Discount Brokers: these typically don’t provide any form of advice. They just execute orders. Under this category are the “Deep Discount Brokers” like E-Trade and Ameritrade, as well as the “Not So Deep Discount Brokers” such as Fidelity and Schwab. Aside from the access to their system and speed of execution, Discount Brokers are in many ways the same.
Type of Accounts
There are two main types of brokerage accounts:
- Cash Account
- Margin account
Cash account refers to the type of accounts that require cash up front, and the trading capacity of the user is limited to the amount of funds available in your account. Margin accounts are the kind of accounts that need cash up front, but the buying limit of the user is twice as much as the amounts of funds available in your account.
In the margin accounts, you can ideally borrow money from the broker to buy stocks. You then use the stock itself as the collateral. In order to Sell Short, you’re typically required to have a margin account. The interest charged on these account will vary based on the brokerage firm. Options can’t be bought on margin.
The Dos and Don’ts of Stock Trading
Rely on your own homework: collect as much information as possible on the stock you want to invest in. Don’t hesitate to contact the company and inquire from their Investor Relation Department their earnings, product details, and other relevant information.
After all, you are ideally planning to own a share of their company, and you have the right to know the details of what you’re buying. You’d be amazed at how many people are willing to spend more time to do research on a $400 laptop purchase than a $2,000 purchase of stocks.

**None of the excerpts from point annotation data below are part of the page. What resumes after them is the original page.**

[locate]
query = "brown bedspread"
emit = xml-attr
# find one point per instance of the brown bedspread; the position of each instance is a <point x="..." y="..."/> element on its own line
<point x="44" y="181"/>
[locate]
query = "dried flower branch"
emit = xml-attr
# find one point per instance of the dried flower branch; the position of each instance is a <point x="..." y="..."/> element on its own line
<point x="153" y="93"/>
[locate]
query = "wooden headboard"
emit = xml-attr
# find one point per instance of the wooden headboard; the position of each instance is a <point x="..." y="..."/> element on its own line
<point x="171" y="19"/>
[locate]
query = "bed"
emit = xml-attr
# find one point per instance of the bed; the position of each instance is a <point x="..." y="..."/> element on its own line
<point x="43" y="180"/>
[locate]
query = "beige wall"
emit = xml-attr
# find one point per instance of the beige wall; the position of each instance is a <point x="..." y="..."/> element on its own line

- Investigate the Company before committing your money. This will increase your chances of getting your investment call right.

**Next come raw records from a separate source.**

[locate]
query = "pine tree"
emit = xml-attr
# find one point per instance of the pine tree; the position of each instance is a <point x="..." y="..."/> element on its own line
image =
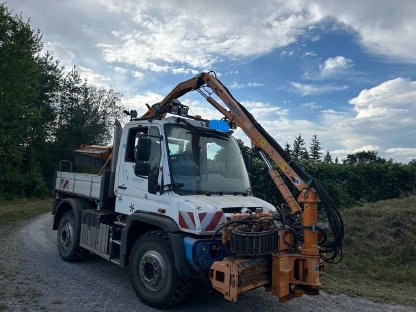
<point x="315" y="149"/>
<point x="287" y="149"/>
<point x="299" y="150"/>
<point x="328" y="158"/>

- Have patience once you’ve purchased a stock.
- Set an exit price of your own. In case you make a bad trade, just take your losses and move on. Don’t make the mistake of hoping that the stock will recover tomorrow. In most case, that tomorrow never comes.
- Don’t buy a stock just because someone offered a hot tip. In many cases, the ‘hot tip’ is just a ‘lukewarm tip’ at best.
- Don’t buy a stock just because a friend of a friend or someone you know made a lot of money on the stock. In most cases, you’ll end up losing your money.
- Never buy a stock at market open. Never. There’s always a pop at the market open, which quickly fades away in an hour or two. The ideal time to purchase a stock is about 45 minutes or an hour after the market opens, and late in the afternoon, about 30 minutes before the market closes. Contrariwise, the ideal time to sell is during the market open or about 1300 hrs. Eastern Time. Check the daily chart of the stock. You’ll be surprised at how similar the price fluctuations are.
- Always have a time frame for a stock. This can be a day, a month, a year, or even longer.
- Always have the discipline on your buying and selling signals. Never act on emotions; they should never have a role in your investments.
- Lastly, Hope that luck will be on your side.
Have Discipline on When to Take your Profits
As a rule of thumb, always set a target for your profits. In most cases, people will stay on a stock that has gone up for too long, thinking that the price will appreciate indefinitely. Be wise; lock in your profits.
You’ll never go broke by taking your profits, as the old adage goes. A 10% gain is perhaps a good place to start locking in your profits. Of course, you can always come back and buy again.
Another important thing is to know what you want to be. Do you aim to be a trader or an investor? For investors, the normal price fluctuations for a stock shouldn’t bother you. That’s because your time horizon is much longer than that of a trader.
For traders, you will be working with short time frames. As such, you need to take your gains or losses at the end of your designated time frame. The worst thing you can do is try to be both a trader and an investor. People who try this usually fail to take their profits in time, and instead register losses when the price of the stock they bought goes down. So, be disciplined!